La ripresa ripropone da subito gli alti ritmi della prima frazione, con una leggera supremazia verdenera, che tuttavia impatta contro i buoni interventi dell’estremo difensore imolese. La partita sembra però svoltare quando, su un contropiede biancoblu, Bellucci atterra un avversario al limite dell’area ricevendo il secondo giallo: l’Aposa, in quattro, cerca di difendersi, ma un tiro sfortunato deviato da Pozzi riconsegna, a una manciata di minuti dal termine, il vantaggio agli avversari. Con il pubblico di casa che già esulta e il cronometro che scorre, tuttavia, si erge l’immenso cuore verdenero. Mr. Dalena tenta la carta del portiere di movimento, mandando fra i pali Dellapé, e chiede uno sforzo ai propri ragazzi. L’Aposa ci crede, la palla gira bene, e su uno schema Improta infila la palla sotto l’incrocio del palo lontano. Non è finita, ci siamo ancora, si va ai supplementari.

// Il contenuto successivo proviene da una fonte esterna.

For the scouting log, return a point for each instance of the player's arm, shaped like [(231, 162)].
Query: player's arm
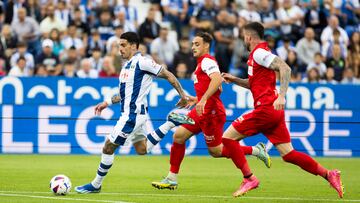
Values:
[(271, 61), (228, 78), (101, 106), (164, 73)]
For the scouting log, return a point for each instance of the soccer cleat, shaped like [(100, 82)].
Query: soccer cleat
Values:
[(247, 185), (179, 119), (263, 155), (165, 184), (88, 188), (335, 181)]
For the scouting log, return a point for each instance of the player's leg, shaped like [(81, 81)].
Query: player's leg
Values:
[(177, 154), (307, 163), (173, 119), (230, 141), (107, 159)]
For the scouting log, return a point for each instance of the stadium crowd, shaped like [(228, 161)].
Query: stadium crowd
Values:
[(319, 39)]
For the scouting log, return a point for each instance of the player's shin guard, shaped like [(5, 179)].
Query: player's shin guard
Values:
[(105, 164), (305, 162), (177, 154), (156, 136), (237, 155)]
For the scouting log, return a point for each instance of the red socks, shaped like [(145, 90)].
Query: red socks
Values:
[(246, 149), (305, 162), (177, 154), (237, 155)]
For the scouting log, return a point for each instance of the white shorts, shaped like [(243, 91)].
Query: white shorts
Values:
[(129, 126)]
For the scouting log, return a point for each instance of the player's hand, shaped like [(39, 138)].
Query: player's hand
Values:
[(228, 78), (279, 103), (183, 102), (200, 107), (98, 108)]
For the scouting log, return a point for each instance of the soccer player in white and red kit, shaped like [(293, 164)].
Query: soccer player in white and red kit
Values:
[(208, 114), (268, 116)]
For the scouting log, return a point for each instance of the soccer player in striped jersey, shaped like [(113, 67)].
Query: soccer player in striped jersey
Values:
[(135, 82)]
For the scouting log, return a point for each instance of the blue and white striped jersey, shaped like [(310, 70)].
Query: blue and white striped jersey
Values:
[(135, 81)]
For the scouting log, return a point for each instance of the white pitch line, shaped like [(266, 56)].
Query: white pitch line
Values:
[(55, 198), (203, 196)]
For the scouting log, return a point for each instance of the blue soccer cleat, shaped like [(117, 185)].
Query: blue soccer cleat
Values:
[(179, 119), (165, 184), (88, 188)]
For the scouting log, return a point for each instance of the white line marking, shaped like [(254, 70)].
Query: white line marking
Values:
[(62, 198), (195, 196)]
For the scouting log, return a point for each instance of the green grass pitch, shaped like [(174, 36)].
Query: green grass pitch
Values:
[(25, 178)]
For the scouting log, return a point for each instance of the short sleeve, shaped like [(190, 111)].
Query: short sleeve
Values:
[(209, 66), (149, 66), (263, 57)]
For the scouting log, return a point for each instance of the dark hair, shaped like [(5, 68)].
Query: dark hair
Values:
[(205, 36), (256, 28), (131, 37)]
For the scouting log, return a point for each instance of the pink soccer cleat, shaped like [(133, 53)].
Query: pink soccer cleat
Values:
[(247, 185), (335, 182)]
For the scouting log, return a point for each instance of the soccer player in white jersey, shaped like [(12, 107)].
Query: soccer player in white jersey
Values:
[(135, 82)]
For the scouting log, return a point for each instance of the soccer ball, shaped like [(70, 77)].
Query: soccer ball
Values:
[(60, 185)]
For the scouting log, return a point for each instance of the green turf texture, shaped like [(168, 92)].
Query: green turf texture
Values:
[(202, 179)]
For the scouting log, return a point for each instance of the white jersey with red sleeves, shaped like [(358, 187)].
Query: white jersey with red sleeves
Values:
[(262, 80), (206, 65)]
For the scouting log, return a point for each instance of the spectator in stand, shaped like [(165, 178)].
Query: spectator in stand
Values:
[(313, 76), (353, 59), (328, 45), (185, 56), (293, 62), (291, 17), (318, 64), (203, 17), (69, 70), (108, 69), (19, 70), (315, 17), (71, 40), (269, 19), (41, 70), (51, 22), (307, 47), (149, 29), (62, 12), (27, 30), (249, 14), (48, 58), (105, 26), (131, 13), (283, 50), (337, 62), (115, 38), (83, 28), (349, 77), (96, 42), (8, 44), (33, 10), (175, 12), (224, 36), (22, 52), (86, 70), (327, 34), (58, 47), (329, 76), (127, 25), (163, 48), (96, 59)]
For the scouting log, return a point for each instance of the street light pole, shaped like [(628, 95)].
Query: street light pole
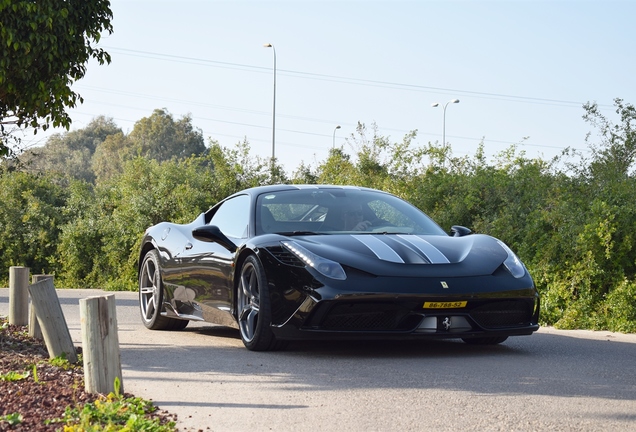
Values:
[(333, 145), (268, 45), (436, 104)]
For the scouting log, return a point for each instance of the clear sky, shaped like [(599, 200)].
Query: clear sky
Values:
[(521, 69)]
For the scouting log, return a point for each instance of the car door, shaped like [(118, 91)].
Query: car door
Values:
[(209, 265)]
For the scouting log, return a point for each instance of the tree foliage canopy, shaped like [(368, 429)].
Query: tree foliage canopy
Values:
[(44, 48)]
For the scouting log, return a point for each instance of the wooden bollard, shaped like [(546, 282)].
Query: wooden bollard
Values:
[(35, 331), (100, 344), (52, 322), (18, 295)]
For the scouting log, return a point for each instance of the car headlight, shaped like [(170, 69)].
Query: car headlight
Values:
[(513, 263), (322, 265)]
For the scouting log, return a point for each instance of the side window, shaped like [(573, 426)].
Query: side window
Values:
[(233, 216)]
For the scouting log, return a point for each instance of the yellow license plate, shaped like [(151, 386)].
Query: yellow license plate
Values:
[(445, 305)]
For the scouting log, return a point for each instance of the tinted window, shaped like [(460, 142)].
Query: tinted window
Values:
[(233, 216), (327, 210)]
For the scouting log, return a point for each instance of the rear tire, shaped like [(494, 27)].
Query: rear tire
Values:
[(253, 307), (151, 296), (492, 340)]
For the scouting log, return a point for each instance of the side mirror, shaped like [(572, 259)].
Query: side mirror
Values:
[(460, 231), (212, 234)]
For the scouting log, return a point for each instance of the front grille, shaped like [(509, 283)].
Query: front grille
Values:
[(368, 317), (511, 313)]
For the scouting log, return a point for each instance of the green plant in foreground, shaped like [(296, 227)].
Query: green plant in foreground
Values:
[(61, 362), (14, 376), (13, 419), (114, 413)]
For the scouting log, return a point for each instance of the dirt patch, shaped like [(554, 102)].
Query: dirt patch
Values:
[(41, 393)]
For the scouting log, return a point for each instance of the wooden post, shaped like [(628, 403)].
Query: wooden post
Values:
[(49, 313), (35, 331), (100, 344), (18, 295)]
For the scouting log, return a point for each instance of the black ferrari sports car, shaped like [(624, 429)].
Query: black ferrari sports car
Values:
[(291, 262)]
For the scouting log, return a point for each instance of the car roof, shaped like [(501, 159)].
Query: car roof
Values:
[(282, 187)]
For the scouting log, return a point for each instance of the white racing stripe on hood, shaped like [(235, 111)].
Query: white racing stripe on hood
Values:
[(379, 248), (430, 252)]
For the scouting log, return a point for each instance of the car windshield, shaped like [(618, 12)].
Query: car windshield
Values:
[(334, 211)]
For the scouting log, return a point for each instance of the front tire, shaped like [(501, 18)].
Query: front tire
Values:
[(151, 296), (253, 308)]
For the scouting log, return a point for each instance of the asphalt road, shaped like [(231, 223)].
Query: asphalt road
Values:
[(553, 380)]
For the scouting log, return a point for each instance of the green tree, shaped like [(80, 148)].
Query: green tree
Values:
[(162, 138), (30, 219), (71, 153), (44, 48)]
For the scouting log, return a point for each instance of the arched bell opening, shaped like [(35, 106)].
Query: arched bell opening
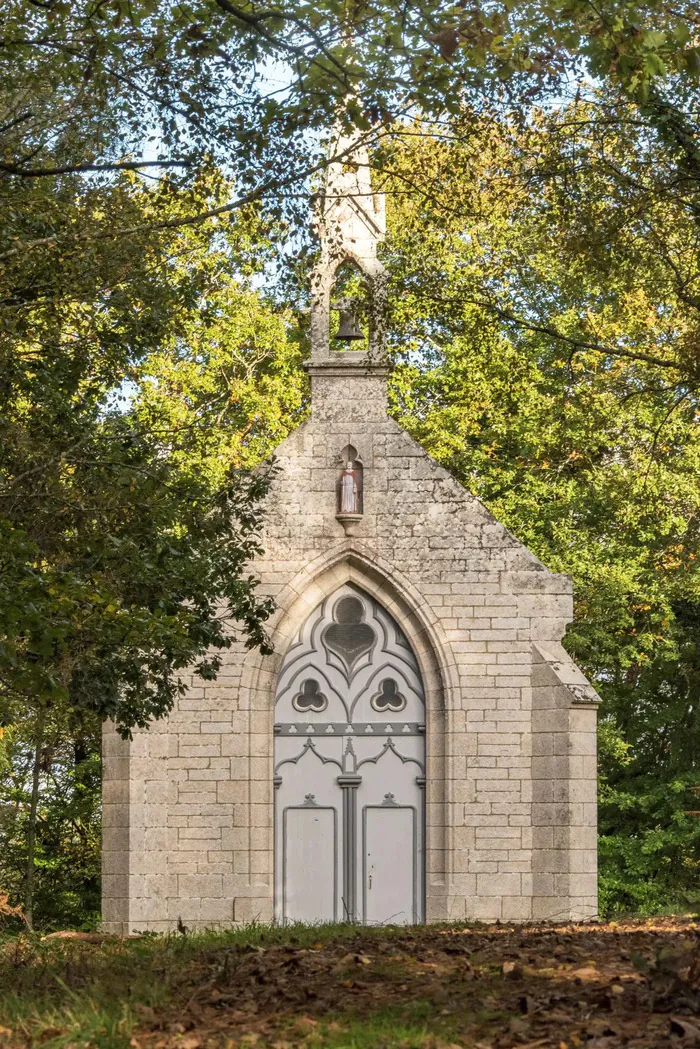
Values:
[(349, 768), (351, 308)]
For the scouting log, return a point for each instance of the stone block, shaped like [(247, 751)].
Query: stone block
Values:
[(497, 884)]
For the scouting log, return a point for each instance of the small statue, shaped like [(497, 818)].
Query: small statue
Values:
[(349, 502)]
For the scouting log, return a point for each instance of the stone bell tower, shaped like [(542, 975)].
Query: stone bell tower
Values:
[(419, 746)]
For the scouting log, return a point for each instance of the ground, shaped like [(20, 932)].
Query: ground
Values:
[(598, 986)]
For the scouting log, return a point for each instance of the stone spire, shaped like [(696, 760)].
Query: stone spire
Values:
[(349, 220)]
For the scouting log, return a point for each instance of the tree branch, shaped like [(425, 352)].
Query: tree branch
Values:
[(68, 169)]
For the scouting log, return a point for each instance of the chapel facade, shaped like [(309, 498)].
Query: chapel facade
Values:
[(419, 746)]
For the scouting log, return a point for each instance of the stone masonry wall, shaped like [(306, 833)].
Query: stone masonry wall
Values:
[(189, 805)]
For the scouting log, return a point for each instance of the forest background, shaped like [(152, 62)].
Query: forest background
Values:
[(542, 167)]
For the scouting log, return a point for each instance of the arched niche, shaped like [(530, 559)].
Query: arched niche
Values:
[(349, 461)]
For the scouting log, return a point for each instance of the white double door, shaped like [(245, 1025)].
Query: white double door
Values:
[(349, 770)]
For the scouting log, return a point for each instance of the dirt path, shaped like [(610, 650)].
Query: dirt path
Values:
[(599, 986)]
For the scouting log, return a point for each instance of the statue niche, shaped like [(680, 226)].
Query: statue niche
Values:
[(348, 487)]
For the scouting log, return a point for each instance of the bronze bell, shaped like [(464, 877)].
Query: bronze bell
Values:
[(348, 329)]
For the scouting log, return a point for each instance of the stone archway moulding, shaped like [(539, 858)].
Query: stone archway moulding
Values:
[(351, 561)]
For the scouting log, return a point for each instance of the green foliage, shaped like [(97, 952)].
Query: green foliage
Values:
[(67, 858), (541, 327)]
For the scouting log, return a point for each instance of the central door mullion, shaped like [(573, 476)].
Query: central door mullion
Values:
[(348, 783)]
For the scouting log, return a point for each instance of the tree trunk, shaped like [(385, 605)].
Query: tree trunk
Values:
[(32, 833)]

In un palazzetto in cui tutti sentono la tensione, anche il pubblico, si ricomincia con l’intensità che cede il passo alla paura. A rimanere freddissimo è però Improta, che ruba palla in attacco e punisce il portiere avversario in uscita. La Young Line ha la possibilità di pareggiare, giungendo al tiro libero, ma la conclusione potente scorre a lato. I minuti scorrono lenti, e nel secondo tempo supplementare gli imolesi tentano la carta del portiere di movimento, ma l’Aposa erige un bunker impenetrabile, sprecando anche qualcosa in contropiede. Al triplice fischio il sogno diventa realtà!

Il commento

Delirio a fine partita, con la festa verdenera che esplode fra spalti e campo, accompagnata dagli sportivissimi applausi del pubblico di casa. Nel fiume dei festeggiamenti e delle dichiarazioni di gioia e fede, è il d.g. Croci a sintentizzare la felicità di tutta l’Aposa: “Un risultato, storico, clamoroso, inaspettato, in casa di una squadra fortissima, già meritatamente in C1, davanti ad un pubblico impressionante. A settembre ci siamo trovati e pensavamo alla salvezza, oggi conquistiamo una promozione che è frutto del lavoro di tutti, staff e squadra. Abbiamo la fortuna di avere un gruppo immenso, dove il “noi” viene prima dell'”io”, e che si è impegnato duramente, senza mai mollare. Interpretiamo questa vittoria come il successo di una filosofia e di un progetto, che cerca di discotarsi dai canoni classici del futsal a Bologna, per provare a costruire qualcosa di nuovo. Ci stiamo riuscendo, il nostro percorso di certo non finisce qui, ma oggi è un giorno di grande festa, e dobbiamo godercela. Grazie ancora a tutti”.